Yiqiang Cai, Yizhou Tan, Peihong Zhang, Yuxuan Liu, Shengchen Li, Xi Shao, Mark D. Plumbley

Published: 2025, Last Modified: 12 Jun 2025CoRR 2025EveryoneRevisionsBibTeXCC BY-SA 4.0

Abstract: Acoustic scene recordings are often collected from a diverse range of cities. Most existing acoustic scene classification (ASC) approaches focus on identifying common acoustic scene patterns across cities to enhance generalization. In contrast, we hypothesize that city-specific environmental and cultural differences in acoustic features are beneficial for the ASC task.
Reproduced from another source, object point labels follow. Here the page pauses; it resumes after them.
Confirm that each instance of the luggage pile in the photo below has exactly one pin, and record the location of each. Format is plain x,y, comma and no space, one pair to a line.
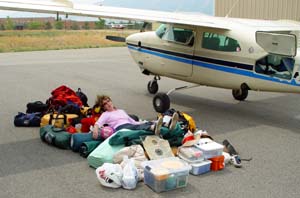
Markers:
125,157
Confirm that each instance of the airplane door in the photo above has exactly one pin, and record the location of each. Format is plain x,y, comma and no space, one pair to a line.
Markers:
178,44
281,44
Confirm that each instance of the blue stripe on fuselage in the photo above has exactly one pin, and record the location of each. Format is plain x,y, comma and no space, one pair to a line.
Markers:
223,68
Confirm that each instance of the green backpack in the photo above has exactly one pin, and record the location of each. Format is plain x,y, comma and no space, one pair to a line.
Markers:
55,136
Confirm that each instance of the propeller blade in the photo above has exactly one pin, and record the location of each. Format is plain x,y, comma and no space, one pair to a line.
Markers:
116,38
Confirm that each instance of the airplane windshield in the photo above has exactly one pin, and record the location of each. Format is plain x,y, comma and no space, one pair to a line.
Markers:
276,66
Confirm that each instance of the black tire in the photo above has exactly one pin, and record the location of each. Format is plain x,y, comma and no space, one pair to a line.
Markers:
152,86
240,94
161,102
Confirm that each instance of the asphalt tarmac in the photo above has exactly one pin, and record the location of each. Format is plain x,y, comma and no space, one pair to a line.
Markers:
265,127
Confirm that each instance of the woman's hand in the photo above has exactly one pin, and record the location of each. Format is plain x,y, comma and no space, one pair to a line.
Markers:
95,132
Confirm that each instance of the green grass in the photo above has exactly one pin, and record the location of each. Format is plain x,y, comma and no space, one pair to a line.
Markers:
36,40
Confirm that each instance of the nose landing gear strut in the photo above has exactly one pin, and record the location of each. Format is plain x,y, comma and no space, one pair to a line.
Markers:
161,101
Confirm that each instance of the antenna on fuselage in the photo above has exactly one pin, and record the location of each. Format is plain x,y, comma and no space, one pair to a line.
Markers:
229,12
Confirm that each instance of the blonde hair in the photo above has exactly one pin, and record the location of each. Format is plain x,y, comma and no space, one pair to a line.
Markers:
100,99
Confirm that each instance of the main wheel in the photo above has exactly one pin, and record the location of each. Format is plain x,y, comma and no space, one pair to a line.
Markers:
152,86
161,102
240,94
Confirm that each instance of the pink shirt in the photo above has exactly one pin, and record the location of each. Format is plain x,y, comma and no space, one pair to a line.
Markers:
115,118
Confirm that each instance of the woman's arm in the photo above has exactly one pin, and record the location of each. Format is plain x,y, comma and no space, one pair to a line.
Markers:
95,131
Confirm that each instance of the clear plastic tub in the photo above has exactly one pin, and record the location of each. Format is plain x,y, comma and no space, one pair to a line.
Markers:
166,174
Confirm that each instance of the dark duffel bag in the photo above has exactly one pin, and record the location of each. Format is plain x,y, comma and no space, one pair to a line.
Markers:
57,137
27,119
37,106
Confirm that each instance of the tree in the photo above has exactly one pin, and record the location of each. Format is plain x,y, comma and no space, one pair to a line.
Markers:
59,25
100,24
86,25
48,26
9,24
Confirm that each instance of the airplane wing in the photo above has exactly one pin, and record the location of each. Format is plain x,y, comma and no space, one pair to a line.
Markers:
67,7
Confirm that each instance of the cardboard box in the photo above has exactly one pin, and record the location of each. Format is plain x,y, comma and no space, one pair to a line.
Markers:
201,167
209,148
166,174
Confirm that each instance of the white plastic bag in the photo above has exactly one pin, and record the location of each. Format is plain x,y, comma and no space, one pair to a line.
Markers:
110,175
130,174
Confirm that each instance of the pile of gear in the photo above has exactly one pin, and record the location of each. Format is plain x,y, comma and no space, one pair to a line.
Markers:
125,157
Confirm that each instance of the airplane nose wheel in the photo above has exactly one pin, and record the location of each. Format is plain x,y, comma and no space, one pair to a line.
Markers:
152,86
161,102
240,94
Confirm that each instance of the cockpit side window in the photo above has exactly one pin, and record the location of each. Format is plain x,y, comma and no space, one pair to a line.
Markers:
219,42
161,30
179,35
275,66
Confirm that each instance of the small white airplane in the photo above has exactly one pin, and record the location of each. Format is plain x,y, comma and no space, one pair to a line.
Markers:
231,53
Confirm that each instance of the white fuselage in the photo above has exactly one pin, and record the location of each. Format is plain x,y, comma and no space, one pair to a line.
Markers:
197,64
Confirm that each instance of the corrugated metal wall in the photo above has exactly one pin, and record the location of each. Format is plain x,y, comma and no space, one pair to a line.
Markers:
259,9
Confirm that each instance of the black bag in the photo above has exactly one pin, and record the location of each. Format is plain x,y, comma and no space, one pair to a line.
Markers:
28,119
37,106
55,136
82,97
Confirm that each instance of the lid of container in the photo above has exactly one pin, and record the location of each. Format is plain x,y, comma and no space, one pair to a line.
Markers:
208,146
172,164
203,163
191,161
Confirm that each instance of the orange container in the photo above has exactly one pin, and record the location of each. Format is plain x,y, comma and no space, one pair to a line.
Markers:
217,163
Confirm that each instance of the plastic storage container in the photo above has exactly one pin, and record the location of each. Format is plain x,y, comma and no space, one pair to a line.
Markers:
166,174
217,163
209,148
191,154
201,167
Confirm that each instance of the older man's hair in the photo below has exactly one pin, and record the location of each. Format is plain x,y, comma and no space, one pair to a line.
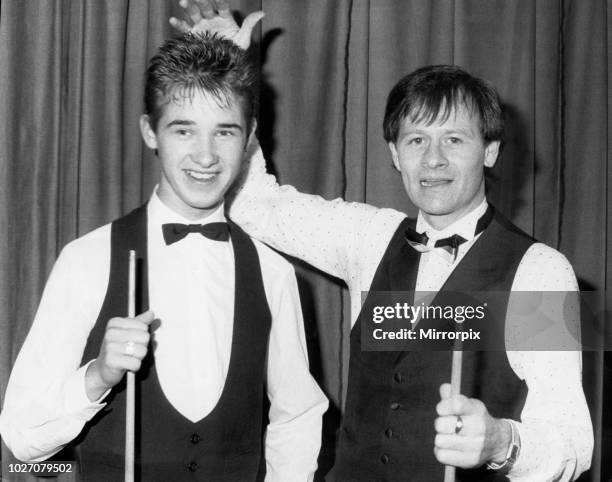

In this paper, we introduce City2Scene, a novel framework that leverages city features to improve ASC. City2Scene transfers the city-specific knowledge from city classification models to a scene classification model using knowledge distillation. We evaluated City2Scene on the DCASE Challenge Task 1 datasets, where each audio clip is annotated with both scene and city labels. Experimental results demonstrate that city features provide valuable information for classifying scenes. By distilling the city-specific knowledge, City2Scene effectively improves accuracy for various state-of-the-art ASC backbone models, including both CNNs and Transformers.